Luckin’s fall from grace has made it a poster child for concerns about Chinese corporate governance, fueling a debate in Washington over the extent to which US money and capital markets should be accessible by firms from a growing geopolitical rival. Nasdaq is moving to delist Luckin from its exchange, while the Senate approved legislation Wednesday that could lead to some Chinese companies being barred from US bourses.

Lu said in a statement on Wednesday that he’s “deeply disappointed” Nasdaq is moving to delist the shares before Luckin releases final results of an internal probe into its accounting.

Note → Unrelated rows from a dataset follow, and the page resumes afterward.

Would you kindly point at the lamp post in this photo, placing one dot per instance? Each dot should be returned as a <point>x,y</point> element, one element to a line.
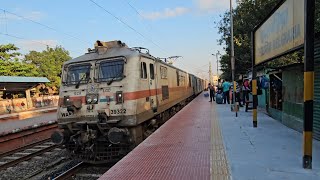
<point>218,53</point>
<point>232,57</point>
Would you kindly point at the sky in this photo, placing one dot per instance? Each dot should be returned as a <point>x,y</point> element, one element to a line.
<point>167,28</point>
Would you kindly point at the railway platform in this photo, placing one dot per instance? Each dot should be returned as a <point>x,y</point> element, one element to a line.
<point>206,141</point>
<point>27,119</point>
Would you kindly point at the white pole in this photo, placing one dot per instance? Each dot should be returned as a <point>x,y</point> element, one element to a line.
<point>232,55</point>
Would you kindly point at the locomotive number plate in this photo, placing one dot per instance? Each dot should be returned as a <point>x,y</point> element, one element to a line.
<point>118,111</point>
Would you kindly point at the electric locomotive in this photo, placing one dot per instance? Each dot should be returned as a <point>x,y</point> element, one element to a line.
<point>113,97</point>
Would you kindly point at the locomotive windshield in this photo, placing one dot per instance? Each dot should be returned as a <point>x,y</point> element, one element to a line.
<point>111,70</point>
<point>78,74</point>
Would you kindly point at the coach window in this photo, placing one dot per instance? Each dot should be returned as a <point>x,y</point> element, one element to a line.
<point>178,78</point>
<point>143,71</point>
<point>151,71</point>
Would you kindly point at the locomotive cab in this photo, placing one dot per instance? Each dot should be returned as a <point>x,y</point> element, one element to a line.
<point>91,103</point>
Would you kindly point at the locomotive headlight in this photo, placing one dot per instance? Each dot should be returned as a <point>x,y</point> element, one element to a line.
<point>89,100</point>
<point>66,100</point>
<point>92,98</point>
<point>119,97</point>
<point>95,100</point>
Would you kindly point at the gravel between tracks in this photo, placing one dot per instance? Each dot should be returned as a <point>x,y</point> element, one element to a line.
<point>36,164</point>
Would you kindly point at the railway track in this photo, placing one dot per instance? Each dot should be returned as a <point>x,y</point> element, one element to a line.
<point>17,156</point>
<point>19,138</point>
<point>83,170</point>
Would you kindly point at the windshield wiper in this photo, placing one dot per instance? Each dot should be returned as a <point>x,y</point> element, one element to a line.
<point>109,82</point>
<point>82,78</point>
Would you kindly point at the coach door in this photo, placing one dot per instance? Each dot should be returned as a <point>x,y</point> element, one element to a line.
<point>152,87</point>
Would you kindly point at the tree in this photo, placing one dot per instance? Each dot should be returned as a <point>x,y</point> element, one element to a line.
<point>49,63</point>
<point>12,65</point>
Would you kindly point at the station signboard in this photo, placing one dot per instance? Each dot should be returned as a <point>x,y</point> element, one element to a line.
<point>281,33</point>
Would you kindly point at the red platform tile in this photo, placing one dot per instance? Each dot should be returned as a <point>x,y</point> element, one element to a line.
<point>179,149</point>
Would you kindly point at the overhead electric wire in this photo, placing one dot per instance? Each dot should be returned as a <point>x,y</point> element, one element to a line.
<point>120,20</point>
<point>44,25</point>
<point>135,9</point>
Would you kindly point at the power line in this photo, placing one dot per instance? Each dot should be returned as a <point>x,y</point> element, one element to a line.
<point>43,25</point>
<point>126,24</point>
<point>39,42</point>
<point>137,12</point>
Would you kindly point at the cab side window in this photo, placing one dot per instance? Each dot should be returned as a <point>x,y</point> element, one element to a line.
<point>143,70</point>
<point>151,71</point>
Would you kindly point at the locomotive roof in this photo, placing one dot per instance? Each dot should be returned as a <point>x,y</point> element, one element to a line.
<point>115,51</point>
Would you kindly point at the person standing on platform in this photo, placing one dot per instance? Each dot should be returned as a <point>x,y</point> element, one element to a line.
<point>245,91</point>
<point>225,89</point>
<point>237,94</point>
<point>211,89</point>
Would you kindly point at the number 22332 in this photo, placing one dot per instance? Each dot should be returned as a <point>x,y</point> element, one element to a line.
<point>118,111</point>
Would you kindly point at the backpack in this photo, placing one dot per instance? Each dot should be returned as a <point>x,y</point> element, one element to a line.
<point>264,83</point>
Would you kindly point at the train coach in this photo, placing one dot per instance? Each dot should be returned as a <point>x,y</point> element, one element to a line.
<point>113,97</point>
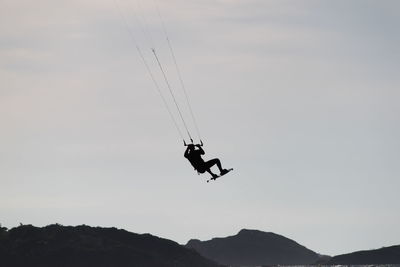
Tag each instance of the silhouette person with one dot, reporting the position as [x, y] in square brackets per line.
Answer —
[194, 156]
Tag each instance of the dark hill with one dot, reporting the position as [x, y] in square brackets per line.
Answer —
[388, 255]
[85, 246]
[253, 248]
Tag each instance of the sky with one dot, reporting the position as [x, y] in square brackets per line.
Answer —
[300, 97]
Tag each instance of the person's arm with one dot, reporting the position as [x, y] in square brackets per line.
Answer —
[201, 150]
[186, 152]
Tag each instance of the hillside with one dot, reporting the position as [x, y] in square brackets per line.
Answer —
[387, 255]
[83, 246]
[252, 248]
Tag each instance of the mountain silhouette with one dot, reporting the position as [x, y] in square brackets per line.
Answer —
[254, 248]
[387, 255]
[84, 246]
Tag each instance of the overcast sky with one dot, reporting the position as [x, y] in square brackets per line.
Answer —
[301, 98]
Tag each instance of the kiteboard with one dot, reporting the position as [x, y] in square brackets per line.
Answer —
[215, 178]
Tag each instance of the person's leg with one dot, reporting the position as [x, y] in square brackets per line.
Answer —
[212, 174]
[213, 162]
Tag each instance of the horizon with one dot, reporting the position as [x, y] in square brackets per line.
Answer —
[300, 97]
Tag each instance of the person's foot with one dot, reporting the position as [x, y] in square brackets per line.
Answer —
[224, 171]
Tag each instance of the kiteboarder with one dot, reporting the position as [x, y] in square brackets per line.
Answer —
[201, 166]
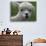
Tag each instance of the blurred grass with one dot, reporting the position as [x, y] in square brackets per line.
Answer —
[14, 11]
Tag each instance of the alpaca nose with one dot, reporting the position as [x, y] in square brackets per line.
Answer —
[26, 15]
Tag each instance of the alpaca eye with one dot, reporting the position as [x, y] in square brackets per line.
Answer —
[21, 9]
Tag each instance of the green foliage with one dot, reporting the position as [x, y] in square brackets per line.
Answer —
[14, 11]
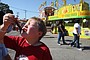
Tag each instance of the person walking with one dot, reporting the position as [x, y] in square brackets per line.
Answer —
[76, 33]
[61, 31]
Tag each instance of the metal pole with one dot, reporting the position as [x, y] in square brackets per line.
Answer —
[25, 13]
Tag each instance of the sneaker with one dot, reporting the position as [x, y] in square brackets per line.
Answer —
[80, 49]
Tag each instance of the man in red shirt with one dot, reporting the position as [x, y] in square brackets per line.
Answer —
[28, 46]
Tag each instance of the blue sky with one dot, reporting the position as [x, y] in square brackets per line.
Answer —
[31, 6]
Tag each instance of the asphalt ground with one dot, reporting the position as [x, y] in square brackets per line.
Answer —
[62, 52]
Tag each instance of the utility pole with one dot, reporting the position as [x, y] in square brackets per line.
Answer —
[17, 14]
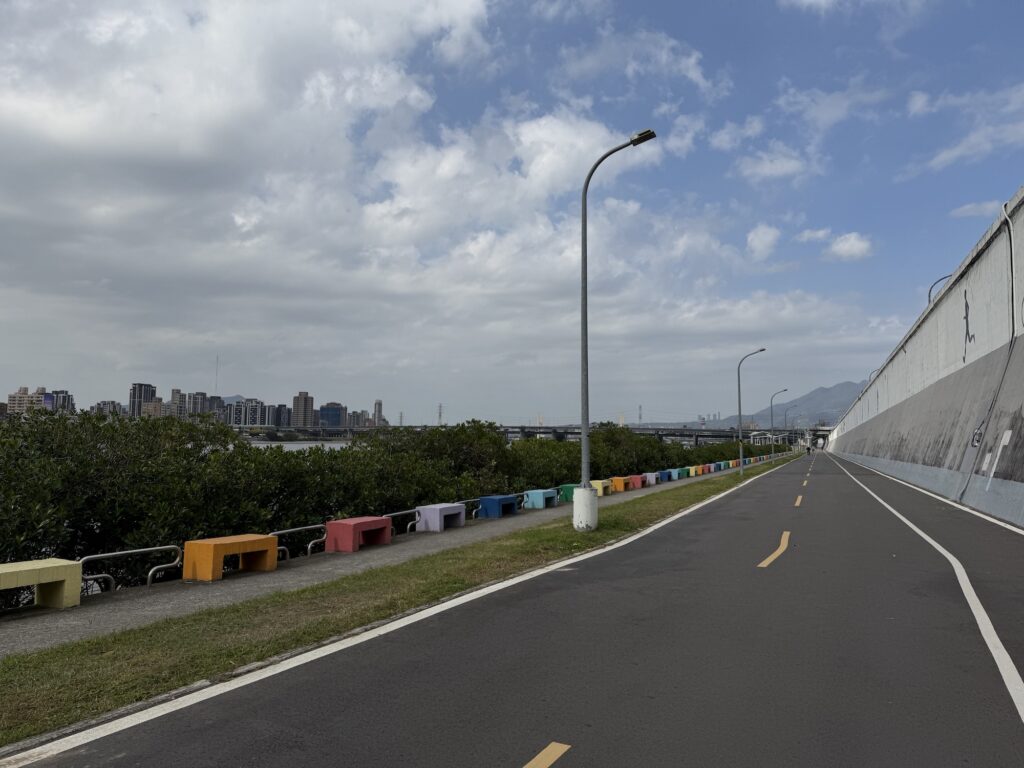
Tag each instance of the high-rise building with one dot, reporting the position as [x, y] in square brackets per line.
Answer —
[24, 400]
[139, 395]
[108, 408]
[153, 409]
[283, 417]
[331, 415]
[178, 406]
[302, 411]
[64, 400]
[198, 403]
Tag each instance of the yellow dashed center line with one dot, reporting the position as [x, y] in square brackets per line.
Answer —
[781, 548]
[548, 756]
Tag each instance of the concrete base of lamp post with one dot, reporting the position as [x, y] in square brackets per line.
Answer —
[585, 509]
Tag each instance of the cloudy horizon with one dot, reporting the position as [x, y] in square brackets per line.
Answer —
[382, 199]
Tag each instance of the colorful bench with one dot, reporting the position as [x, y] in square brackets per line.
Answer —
[541, 498]
[436, 517]
[205, 557]
[57, 583]
[351, 532]
[497, 506]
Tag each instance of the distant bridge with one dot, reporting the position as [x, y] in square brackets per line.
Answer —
[688, 435]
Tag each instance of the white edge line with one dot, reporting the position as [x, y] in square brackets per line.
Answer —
[1009, 672]
[957, 505]
[115, 726]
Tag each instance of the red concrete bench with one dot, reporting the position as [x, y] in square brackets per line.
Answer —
[352, 532]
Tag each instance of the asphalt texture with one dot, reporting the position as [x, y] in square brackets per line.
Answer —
[36, 628]
[855, 646]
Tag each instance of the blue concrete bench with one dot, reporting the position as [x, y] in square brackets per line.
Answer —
[541, 498]
[496, 506]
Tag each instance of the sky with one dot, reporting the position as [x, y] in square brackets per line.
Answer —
[381, 199]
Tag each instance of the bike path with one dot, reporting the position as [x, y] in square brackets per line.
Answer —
[854, 646]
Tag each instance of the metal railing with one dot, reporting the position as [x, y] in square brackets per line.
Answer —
[309, 547]
[472, 507]
[127, 553]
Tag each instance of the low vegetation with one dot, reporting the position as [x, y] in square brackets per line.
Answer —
[69, 683]
[73, 486]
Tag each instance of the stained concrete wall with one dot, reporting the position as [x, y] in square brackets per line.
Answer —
[946, 410]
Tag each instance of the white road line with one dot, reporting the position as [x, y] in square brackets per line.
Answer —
[1011, 677]
[115, 726]
[942, 499]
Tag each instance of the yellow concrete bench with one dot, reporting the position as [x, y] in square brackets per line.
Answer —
[57, 583]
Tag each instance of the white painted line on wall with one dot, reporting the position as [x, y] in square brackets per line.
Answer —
[1003, 443]
[942, 499]
[116, 726]
[1009, 672]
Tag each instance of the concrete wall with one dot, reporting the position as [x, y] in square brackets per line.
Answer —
[946, 411]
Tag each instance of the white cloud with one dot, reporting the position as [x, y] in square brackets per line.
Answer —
[685, 130]
[761, 242]
[849, 247]
[985, 210]
[821, 6]
[919, 103]
[563, 10]
[640, 54]
[820, 111]
[731, 135]
[813, 236]
[777, 162]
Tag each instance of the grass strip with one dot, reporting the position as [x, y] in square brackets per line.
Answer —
[69, 683]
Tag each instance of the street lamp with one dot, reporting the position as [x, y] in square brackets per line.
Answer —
[739, 407]
[785, 416]
[585, 498]
[771, 408]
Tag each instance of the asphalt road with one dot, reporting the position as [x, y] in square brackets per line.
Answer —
[853, 646]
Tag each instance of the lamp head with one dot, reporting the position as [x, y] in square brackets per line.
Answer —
[645, 135]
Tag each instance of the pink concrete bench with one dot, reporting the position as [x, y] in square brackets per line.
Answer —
[350, 534]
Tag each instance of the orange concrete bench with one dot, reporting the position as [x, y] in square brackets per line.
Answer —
[351, 532]
[205, 557]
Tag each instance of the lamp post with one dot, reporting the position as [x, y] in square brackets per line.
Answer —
[739, 407]
[785, 416]
[585, 498]
[771, 408]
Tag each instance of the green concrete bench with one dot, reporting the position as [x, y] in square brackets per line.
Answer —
[57, 583]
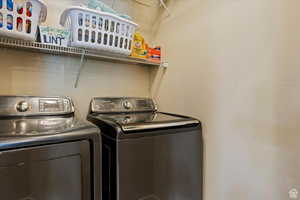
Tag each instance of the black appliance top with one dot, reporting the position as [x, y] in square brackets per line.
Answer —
[27, 120]
[135, 114]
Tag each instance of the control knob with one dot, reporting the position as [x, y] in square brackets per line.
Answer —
[127, 105]
[22, 106]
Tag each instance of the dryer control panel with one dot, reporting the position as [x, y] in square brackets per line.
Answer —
[34, 106]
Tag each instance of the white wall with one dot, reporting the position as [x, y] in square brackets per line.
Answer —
[234, 64]
[25, 73]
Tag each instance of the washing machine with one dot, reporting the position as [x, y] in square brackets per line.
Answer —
[46, 151]
[147, 154]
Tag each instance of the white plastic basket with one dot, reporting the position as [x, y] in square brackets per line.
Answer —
[20, 18]
[98, 30]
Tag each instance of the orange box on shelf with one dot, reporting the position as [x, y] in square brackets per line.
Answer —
[154, 54]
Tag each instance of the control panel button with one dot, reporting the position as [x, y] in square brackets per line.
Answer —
[22, 106]
[127, 105]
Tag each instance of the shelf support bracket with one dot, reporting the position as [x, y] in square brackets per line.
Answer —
[80, 68]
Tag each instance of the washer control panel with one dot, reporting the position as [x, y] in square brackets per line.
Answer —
[122, 104]
[127, 105]
[30, 106]
[22, 106]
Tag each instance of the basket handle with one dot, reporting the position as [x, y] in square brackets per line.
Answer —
[63, 17]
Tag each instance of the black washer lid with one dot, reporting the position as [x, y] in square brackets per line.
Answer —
[133, 122]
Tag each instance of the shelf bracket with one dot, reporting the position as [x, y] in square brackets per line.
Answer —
[80, 68]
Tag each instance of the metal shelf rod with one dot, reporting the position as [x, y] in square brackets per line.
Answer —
[71, 51]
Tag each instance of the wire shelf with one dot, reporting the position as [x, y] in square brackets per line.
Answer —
[70, 51]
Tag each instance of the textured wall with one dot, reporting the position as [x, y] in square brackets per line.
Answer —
[234, 64]
[39, 74]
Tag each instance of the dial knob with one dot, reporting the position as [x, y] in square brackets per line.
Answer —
[22, 106]
[127, 105]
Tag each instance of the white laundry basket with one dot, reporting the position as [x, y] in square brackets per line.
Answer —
[20, 18]
[98, 30]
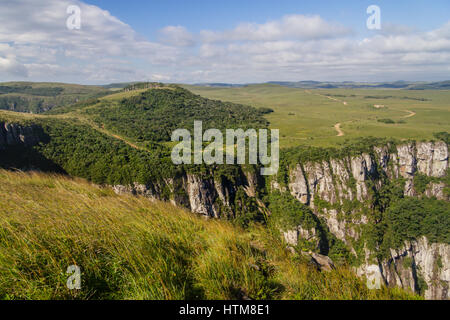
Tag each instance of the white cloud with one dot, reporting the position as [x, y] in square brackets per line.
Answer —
[35, 43]
[177, 36]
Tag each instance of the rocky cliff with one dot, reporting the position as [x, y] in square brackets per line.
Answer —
[12, 134]
[340, 191]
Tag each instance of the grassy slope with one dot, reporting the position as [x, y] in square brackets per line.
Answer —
[132, 248]
[308, 117]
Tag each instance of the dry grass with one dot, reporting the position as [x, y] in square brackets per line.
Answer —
[133, 248]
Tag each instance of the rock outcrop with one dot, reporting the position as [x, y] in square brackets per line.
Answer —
[334, 189]
[12, 134]
[420, 265]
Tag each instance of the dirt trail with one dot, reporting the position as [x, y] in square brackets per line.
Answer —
[410, 115]
[337, 127]
[328, 97]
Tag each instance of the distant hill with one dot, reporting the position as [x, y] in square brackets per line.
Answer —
[443, 85]
[31, 97]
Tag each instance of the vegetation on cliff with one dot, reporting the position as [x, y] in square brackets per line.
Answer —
[133, 248]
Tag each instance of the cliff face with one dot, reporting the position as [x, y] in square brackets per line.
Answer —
[332, 189]
[15, 134]
[353, 179]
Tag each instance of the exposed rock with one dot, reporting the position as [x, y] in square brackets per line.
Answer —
[324, 262]
[292, 236]
[16, 134]
[416, 262]
[299, 186]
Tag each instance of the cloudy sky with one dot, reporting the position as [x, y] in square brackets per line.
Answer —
[230, 41]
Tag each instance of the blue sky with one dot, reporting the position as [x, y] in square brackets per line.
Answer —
[223, 41]
[148, 16]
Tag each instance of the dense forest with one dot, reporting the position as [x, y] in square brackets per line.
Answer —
[39, 98]
[153, 115]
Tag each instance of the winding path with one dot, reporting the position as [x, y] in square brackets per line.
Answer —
[339, 130]
[410, 115]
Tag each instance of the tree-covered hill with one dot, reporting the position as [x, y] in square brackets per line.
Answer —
[154, 114]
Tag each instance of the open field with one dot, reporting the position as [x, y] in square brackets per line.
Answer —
[309, 117]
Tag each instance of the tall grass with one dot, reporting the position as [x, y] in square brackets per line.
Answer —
[133, 248]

Banks that participated in the loan facility to Lu’s investment vehicle signaled in April that they plan to sell Luckin shares that were pledged as collateral, though its unclear whether the banks have started offloading the shares or how much money they’ll be able to recoup.

Credit Suisse and Morgan Stanley each put up about US$100 million as part of the loan facility, while China’s Haitong International Securities Group lent about US$140 million, Bloomberg reported last month, citing a person familiar with the matter. Other banks involved include Barclays, Goldman Sachs Group and China International Capital Corp.

Lu’s investment vehicle has disputed that it’s in default and has requested an injunction against Credit Suisse in Hong Kong to prevent the bank from commencing liquidation proceedings.

Few banks have seen a bigger fallout from the Luckin saga than Credit Suisse, which was the lead underwriter for Luckin’s initial public offering last year and the secondary sale in January.

The lender lost a high-profile Hong Kong IPO in the wake of the scandal and reported a five-fold increase in loan-loss provisions at its Asia Pacific unit, primarily due to the Luckin margin debt. The bank is conducting an internal review of the case, and scrutiny on loans to Chinese companies has increased, according to people familiar with the matter who declined to be named discussing private matters. China is core to Credit Suisse’s strategy to win business from rich entrepreneurs across Asia.

The Swiss bank, which is acting as an agent for the loan facility, filed the liquidation request to the Eastern Caribbean Supreme Court, High Court of Justice, in the British Virgin Islands on April 23, according to the BVI Gazette notice. A hearing is schedule for June 8.